267 信じてるよ③
「ユカシイだってヨワの希望じゃないのか」
「当然だわ」わざとらしく髪を払ってユカシイは堂々と胸を張った。「先輩が今生きているのがその証拠。あたしが今ここにいるようにね」
どんなに時間が流れてもこの親友には敵わない。リンは早々に降参の苦笑いを浮かべて、後ろで聞き耳を立てているシジマとエンジを振り返り目を細めた。
すでに日は落ちた。今夜が満月だったことは幸いだ。森林限界を抜けた小石の道を月明かりは驚くほどよく照らしてくれている。リンは時折転がっている拳大の石に注意していた目を上げた。
そろそろダゲンの山小屋に着いてもいい頃だ。鼻頭に溜まった汗を拭い、胸をあえがせ息を大きくつく。前回来た時よりも山小屋までの道のりが遠く感じた。騎士として体力に自信のあるリンはダゲンの手伝いで薪割りを頼まれた時も今ほど疲れてはいなかった。やはりどんなに押し込めても逸る気持ちが知らず知らず歩みに伝わっていたのだろう。後ろから聞こえるロハ先生とエンジとシジマの息づかいも、前から流れてくるユカシイのそれも一様に苦しそうだった。

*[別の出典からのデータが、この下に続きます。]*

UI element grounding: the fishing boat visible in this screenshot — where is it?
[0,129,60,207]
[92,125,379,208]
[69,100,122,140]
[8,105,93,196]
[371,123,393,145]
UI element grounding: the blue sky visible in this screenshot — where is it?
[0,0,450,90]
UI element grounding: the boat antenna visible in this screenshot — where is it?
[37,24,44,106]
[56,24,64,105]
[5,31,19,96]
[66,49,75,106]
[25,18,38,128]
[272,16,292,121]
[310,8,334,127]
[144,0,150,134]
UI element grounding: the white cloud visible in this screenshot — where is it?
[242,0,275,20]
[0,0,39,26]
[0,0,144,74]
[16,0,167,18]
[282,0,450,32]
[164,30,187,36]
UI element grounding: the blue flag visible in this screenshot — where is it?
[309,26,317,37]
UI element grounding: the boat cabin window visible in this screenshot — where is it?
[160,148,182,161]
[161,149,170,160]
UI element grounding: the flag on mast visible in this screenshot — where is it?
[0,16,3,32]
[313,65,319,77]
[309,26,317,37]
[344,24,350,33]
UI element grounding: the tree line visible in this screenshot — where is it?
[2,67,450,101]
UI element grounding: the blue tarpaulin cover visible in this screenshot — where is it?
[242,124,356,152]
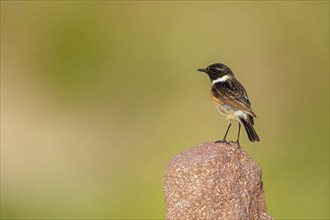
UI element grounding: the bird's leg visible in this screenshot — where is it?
[215,122,231,143]
[236,122,241,146]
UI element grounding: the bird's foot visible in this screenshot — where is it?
[233,140,241,147]
[215,140,229,144]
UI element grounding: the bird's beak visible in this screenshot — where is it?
[197,69,206,73]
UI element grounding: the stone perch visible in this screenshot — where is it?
[164,142,271,220]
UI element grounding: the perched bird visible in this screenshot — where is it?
[198,63,260,143]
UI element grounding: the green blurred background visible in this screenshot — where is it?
[1,1,329,219]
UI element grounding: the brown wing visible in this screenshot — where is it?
[212,79,256,117]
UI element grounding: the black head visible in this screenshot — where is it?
[197,63,234,80]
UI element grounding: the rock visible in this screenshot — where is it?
[164,143,271,219]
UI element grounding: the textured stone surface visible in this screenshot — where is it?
[164,143,271,219]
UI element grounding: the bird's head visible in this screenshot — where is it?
[197,63,234,81]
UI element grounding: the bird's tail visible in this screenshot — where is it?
[240,119,260,142]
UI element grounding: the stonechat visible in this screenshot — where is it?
[198,63,260,143]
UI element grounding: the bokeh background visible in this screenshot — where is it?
[1,1,329,219]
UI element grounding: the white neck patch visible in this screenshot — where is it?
[212,75,230,86]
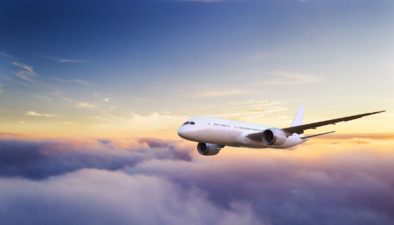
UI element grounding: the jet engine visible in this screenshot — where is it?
[197,143,224,155]
[261,128,287,145]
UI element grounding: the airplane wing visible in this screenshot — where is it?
[282,110,385,134]
[301,131,335,139]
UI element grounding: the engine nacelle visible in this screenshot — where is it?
[197,143,224,155]
[261,128,287,145]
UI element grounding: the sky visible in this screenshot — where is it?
[0,0,394,225]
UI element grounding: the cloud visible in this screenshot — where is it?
[262,72,323,86]
[12,61,38,82]
[26,111,55,118]
[191,90,247,98]
[0,139,191,179]
[0,138,394,225]
[76,102,97,109]
[0,169,261,225]
[55,78,91,86]
[43,56,85,64]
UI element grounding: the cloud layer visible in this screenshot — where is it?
[0,138,394,225]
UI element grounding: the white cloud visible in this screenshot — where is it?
[262,71,323,85]
[43,56,85,63]
[12,61,38,82]
[26,111,55,118]
[55,78,91,86]
[76,102,97,109]
[191,90,247,98]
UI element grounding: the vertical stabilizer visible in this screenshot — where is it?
[291,105,304,127]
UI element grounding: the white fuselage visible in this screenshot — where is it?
[178,117,305,148]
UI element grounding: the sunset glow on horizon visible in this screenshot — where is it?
[0,0,394,225]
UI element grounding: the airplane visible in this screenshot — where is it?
[178,106,385,156]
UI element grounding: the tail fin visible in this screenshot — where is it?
[291,105,304,127]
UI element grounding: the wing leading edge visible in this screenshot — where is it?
[282,110,386,134]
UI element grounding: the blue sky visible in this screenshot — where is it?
[0,1,394,137]
[0,0,394,225]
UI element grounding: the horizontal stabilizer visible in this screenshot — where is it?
[301,131,335,139]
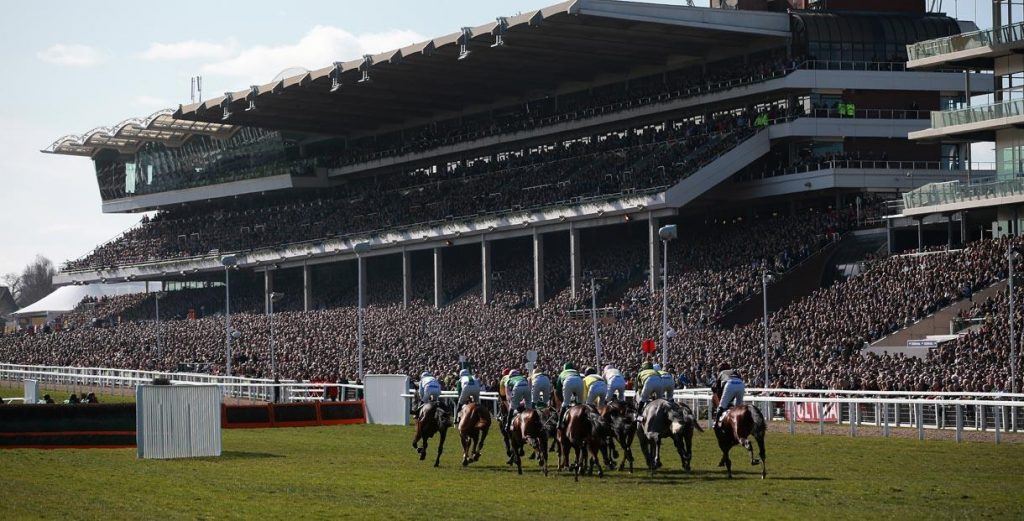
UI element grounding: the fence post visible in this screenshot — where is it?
[882,403,889,438]
[785,401,797,434]
[817,401,825,434]
[995,405,1002,444]
[913,403,925,441]
[850,402,860,438]
[953,403,964,443]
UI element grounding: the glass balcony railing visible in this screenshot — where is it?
[932,99,1024,128]
[903,177,1024,210]
[906,23,1024,61]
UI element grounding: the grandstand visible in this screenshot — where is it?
[0,0,1017,390]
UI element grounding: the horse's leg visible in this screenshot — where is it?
[434,429,447,467]
[637,434,654,476]
[754,431,768,479]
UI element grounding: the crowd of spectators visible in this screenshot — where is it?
[6,202,1024,392]
[65,111,770,270]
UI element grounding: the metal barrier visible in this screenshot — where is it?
[0,363,362,402]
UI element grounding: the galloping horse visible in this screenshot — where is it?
[639,398,703,476]
[413,401,452,467]
[558,405,604,481]
[509,409,548,476]
[711,382,768,479]
[459,401,490,467]
[597,399,637,474]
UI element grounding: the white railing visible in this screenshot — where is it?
[0,363,362,402]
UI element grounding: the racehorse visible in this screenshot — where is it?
[413,401,452,467]
[639,398,703,476]
[597,399,637,474]
[509,409,548,476]
[558,405,604,481]
[711,382,768,479]
[459,401,490,467]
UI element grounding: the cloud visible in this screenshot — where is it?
[131,94,176,110]
[36,43,104,68]
[139,40,239,61]
[201,26,425,84]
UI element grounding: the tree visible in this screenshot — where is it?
[9,255,57,307]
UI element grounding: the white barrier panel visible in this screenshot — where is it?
[135,385,221,459]
[364,375,409,425]
[23,380,39,403]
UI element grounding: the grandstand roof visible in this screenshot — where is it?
[174,0,790,134]
[42,108,237,157]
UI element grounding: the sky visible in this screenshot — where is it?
[0,0,990,273]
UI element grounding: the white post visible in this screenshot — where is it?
[269,293,278,379]
[761,268,768,389]
[590,277,601,372]
[224,266,231,377]
[355,254,366,381]
[662,241,669,370]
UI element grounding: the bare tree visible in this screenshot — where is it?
[12,255,57,307]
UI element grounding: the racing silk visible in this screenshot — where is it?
[420,377,441,396]
[637,370,660,388]
[604,367,623,382]
[505,376,526,392]
[718,370,743,386]
[583,375,602,399]
[558,370,580,388]
[498,375,509,399]
[456,375,478,393]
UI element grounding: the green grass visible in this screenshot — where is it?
[0,426,1024,520]
[0,387,135,403]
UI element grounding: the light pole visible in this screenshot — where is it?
[761,266,772,389]
[220,255,239,377]
[590,275,603,371]
[1007,241,1021,431]
[269,292,285,380]
[153,291,164,359]
[352,243,370,382]
[657,224,679,368]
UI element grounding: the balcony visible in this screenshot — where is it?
[903,177,1024,215]
[906,23,1024,69]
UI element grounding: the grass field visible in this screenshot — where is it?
[0,387,135,403]
[0,426,1024,520]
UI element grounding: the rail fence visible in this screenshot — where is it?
[0,363,362,402]
[0,363,1024,443]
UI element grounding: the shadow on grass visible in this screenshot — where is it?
[220,450,285,460]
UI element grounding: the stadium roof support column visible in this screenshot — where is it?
[401,250,413,307]
[434,248,444,309]
[569,224,583,299]
[480,237,494,304]
[263,268,273,314]
[534,228,544,309]
[355,255,367,307]
[302,264,313,311]
[647,210,662,293]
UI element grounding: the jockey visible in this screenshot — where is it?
[455,368,480,425]
[657,366,676,400]
[555,362,583,429]
[604,363,626,401]
[583,367,608,405]
[505,370,534,431]
[715,362,746,427]
[529,367,553,407]
[636,361,662,411]
[498,367,509,402]
[417,371,441,410]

このままクリスタルの洞窟まで行く猶予はあるのだろうか。リンが頭の中で残りの距離を計算しはじめた時、ユカシイが前方を指さして明るい声を上げた。
「見えた! ダゲンさんの山小屋よ!」
から元気を振り絞って駆け出すユカシイにリンもつづく。「若いねえ」とぼやいたシジマの声は幾分か老けたようだった。しかしリンは不意に胸騒ぎを感じた。なにか重大なことを見落としているような気がする。
ユカシイを呼び止めようと思ったが、彼女はもう小屋のドアノブに手をかけていた。